Dans ce domaine, l'une des catégories fondamentales de problèmes est la construction de figures, ou la détermination de lignes, devant satisfaire certaines conditions. Certaines sont fort simples : trouver un carré double d'un carré donné, d'autres comme ceux que nous avons évoqués à propos d'Hippocrate : trouver un cube double d'un cube donné, un carré équivalent en aire à un cercle donné; exhiber deux droites moyennes proportionnelles entre deux droites données sont bien plus difficiles. De fait il faudra réfléchir aux moyens que l'on s'autorise à employer pour les résoudre. D'où des conséquences globales sur l'organisation de la géométrie : quelles sont les constructions élémentaires autorisées ? Comment en déduire les autres manipulations possibles sur les figures ? …

La « boite à outils » du géomètre

Le cas le mieux connu est celui des premiers Livres des Éléments : en introduisant trois postulats Euclide s'autorise à tracer une droite de tout point à tout point, de la prolonger et de tracer un cercle de centre donné passant par un autre point donné. A partir de là, il entreprend de construire les figures simples, triangle, carré … et d'indiquer comment tracer une perpendiculaire, une parallèle à une droite donnée, comment bissecter un segment, un angle rectiligne …, bref tout ce qui constitue la "boîte à outils" du géomètre. On dit que la géométrie plane d'Euclide procède « à la règle et au compas », quoiqu'il n'y ait évidemment pas de mention d'instrument dans ses postulats.

Il n'est pas sûr du tout, il est même fort peu probable, qu'un tel réductionnisme ait déjà fait sentir ses effets à l'époque d'Hippocrate.
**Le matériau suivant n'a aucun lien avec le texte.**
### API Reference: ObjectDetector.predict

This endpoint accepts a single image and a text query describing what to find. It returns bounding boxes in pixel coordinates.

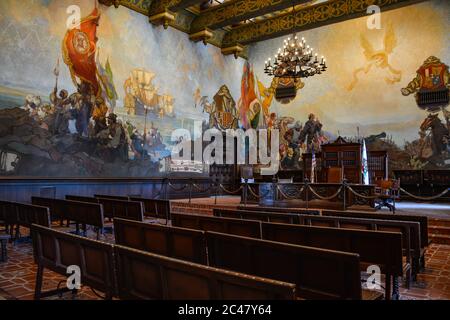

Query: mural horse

Ainsi, dans la construction de sa troisième lunule, Hippocrate place la ligne EF, de longueur donnée, de telle manière que le point E soit sur la circonférence de diamètre AB, le point F sur la droite CD et que EF, prolongée, passe par B (voir Encart, figure 5). Les géomètres anciens appellent "neusis" (inclinaison) ce genre de construction. Hippocrate ne donne pas d'explication. On peut montrer que cette construction préliminaire est réalisable « à la règle et au compas », mais on peut aussi imaginer qu'Hippocrate s'autorisait l'usage d'un autre instrument : une sorte de règle graduée coulissante sur laquelle on pouvait marquer une longueur donnée et la placer ensuite selon les conditions requises de position. L'idée sera reprise par d'autres mathématiciens, notamment Nicomède, dans son étude des conchoïdes.

 

Machine à tracer des conchoïdes décrite par Nicomède

Cet instrument complète la règle et le compas et permet les construction appelées « neusis ». Le "point" E est astreint à rester sur la rainure AB, de même que ? glisse sur l'incision H Q . Quand on incline la règle KZ, soit vers A, soit vers B, la droite EK de longueur fixe donnée est telle son prolongement passe toujours par un point de l'axe vertical de l'instrument GD . La ligne LMN, décrite par un stylet placé en K admet AB comme asymptote. Elle est appelée « conchoïde première » par Nicomède qui s'en servait pour résoudre, par neusis, le problème de l'insertion de deux moyennes proportionnelles entre deux droites données.

Les géomètres anciens vont comprendre — sans pouvoir le démontrer — qu'il y a des problèmes de complexité variée qui réside dans les moyens mis en œuvre pour leur résolution. Au IVe siècle de notre ère, Pappus d'Alexandrie nous rapporte une classification des problèmes selon trois classes, en fonction des lignes qu'il faut utiliser pour les résoudre. Il distingue les problèmes dits "plans", résolubles grâce aux combinaisons de droites et de cercles (comme dans la géométrie plane d'Euclide), les problèmes solides qui requièrent l'utilisation d'une ou plusieurs coniques et enfin les problèmes dits grammiques dont la résolution fait appel à des courbes encore plus complexes (ce qui implique que l'on sache comment construire ces lignes).

Il semble bien que cette répartition, de fait empirique, remonte à l'époque hellénistique (peut-être est-elle due à Apollonius de Perge). Il est quand même très frappant de constater qu'Hippocrate est le premier auteur auquel on attribue des Éléments (limités aux problèmes plans ?) et qu'il se soit attaqué à la résolution de la duplication du cube et de la quadrature du cercle. Ces problèmes ne sont pas solubles « à la règle et au compas » : l'un est un exemple de problème "solide", l'autre de problème "grammique". Les géomètres alexandrins édifieront leurs monuments sur ces fondations hippocratiques.